# Taylor 1470 Replacement Probes



## qingonsi (Jul 22, 2009)

I bought 2 of the Taylor 1470s a few weeks ago and I think I've busted both probes after only a few smokes. Is it worth getting a few replacement probes at $7 a pop plus shipping, or are there better therms i should be investing in? 

Or should I call Taylor and try and get freebies?
	

	
	
		
		



		
			






Thanks in advance for the advice!

-Vinny


----------



## ddave (Jul 23, 2009)

I have 2 1470s and have used them a little over a year.  Had to replace one probe due to a broken wire.

I think they are worth buying probes for.

Dave


----------



## deltadude (Jul 23, 2009)

The 1470 probes are $5 direct from the factory in New Mexico

Taylor Precision Products
Salter Housewares

2220 Entrada del Sol
Las Cruces, NM 88001
Telephone - 800-289-0944
Fax - 575-526-4347

$5 per probe plus $5 for freight.
So Order like 3 or 4 the freight is still $5.
(You can use one or two probes in two different meats, and one probe to monitor smoker temp, just swap the leads.

Send Check or Money Order with note saying 
Probe replacement.

The 1470NRP is used with the newer model 1470 that uses two batteries. 

The 1470RP is used with the older model 1470 that uses a single battery. 

I will be ordering 4 probes tomorrow.  I have two 1470s.


----------



## qingonsi (Jul 23, 2009)

Awesome info Delta!
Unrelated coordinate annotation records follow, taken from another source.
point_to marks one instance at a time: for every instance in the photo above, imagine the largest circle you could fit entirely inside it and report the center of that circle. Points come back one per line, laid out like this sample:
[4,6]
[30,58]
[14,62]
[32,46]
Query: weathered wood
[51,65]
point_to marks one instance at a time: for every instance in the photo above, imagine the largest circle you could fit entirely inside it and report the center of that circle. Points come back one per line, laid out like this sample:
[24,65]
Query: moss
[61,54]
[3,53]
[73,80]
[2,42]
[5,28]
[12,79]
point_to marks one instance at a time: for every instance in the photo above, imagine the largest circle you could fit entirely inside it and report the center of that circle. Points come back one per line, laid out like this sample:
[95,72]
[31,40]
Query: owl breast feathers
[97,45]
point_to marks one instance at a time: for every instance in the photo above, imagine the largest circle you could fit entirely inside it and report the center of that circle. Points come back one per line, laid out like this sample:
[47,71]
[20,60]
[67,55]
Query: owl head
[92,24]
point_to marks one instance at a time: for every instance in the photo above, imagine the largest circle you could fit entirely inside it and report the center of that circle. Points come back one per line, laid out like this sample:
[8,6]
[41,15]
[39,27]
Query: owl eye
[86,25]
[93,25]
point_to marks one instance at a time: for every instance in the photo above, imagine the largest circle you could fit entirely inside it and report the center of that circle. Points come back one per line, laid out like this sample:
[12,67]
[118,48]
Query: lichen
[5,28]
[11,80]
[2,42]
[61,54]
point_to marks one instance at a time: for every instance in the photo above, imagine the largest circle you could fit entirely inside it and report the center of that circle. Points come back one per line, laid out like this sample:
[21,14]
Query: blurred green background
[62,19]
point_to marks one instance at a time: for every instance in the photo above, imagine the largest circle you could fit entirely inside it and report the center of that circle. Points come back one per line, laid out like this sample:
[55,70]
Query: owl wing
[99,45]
Thanks for sharing. Thats the plan I had, buying multiple probes and just plugging in the one I want the temp on each time I need to check a different piece of meat.

PS - love the pic in your signature!


----------



## polishmeat (Apr 20, 2010)

Sorry to ressurect this thread, but I think it's worthwile for anyone that's looking around for replacements. I just talked to customer service, and the $5 bucks per probe now incluces shipping and handling, so 3 probes will cost you a total of $15. Can't beat that anywhere else. Still will need to send check/money order, as they don't take credit cards.

Taylor Precision Products
2220 Entrada del Sol Suite A
Las Cruces, NM 88001
Telephone - 800-289-0944
Fax - 575-526-4347

Send Check or Money Order to "Taylor Precision Products" with note saying "Probe replacement". Also, include product number:

The 1470NRP is used with the newer model 1470 that uses two batteries. 

The 1470RP is used with the older model 1470 that uses a single battery.


----------



## pepeskitty (Apr 20, 2010)

Sorry I haven't seen this before but if you have a Taylor they will replace it if you call them.  At least they did mine.  Just call them up and they will send out a new one.


----------



## ak1 (Apr 20, 2010)

Just called the Canadian distributor. Basically if you email them with your address & model number, they will send you a new probe. Apparently in Canada there is a 5yr warranty on them.


----------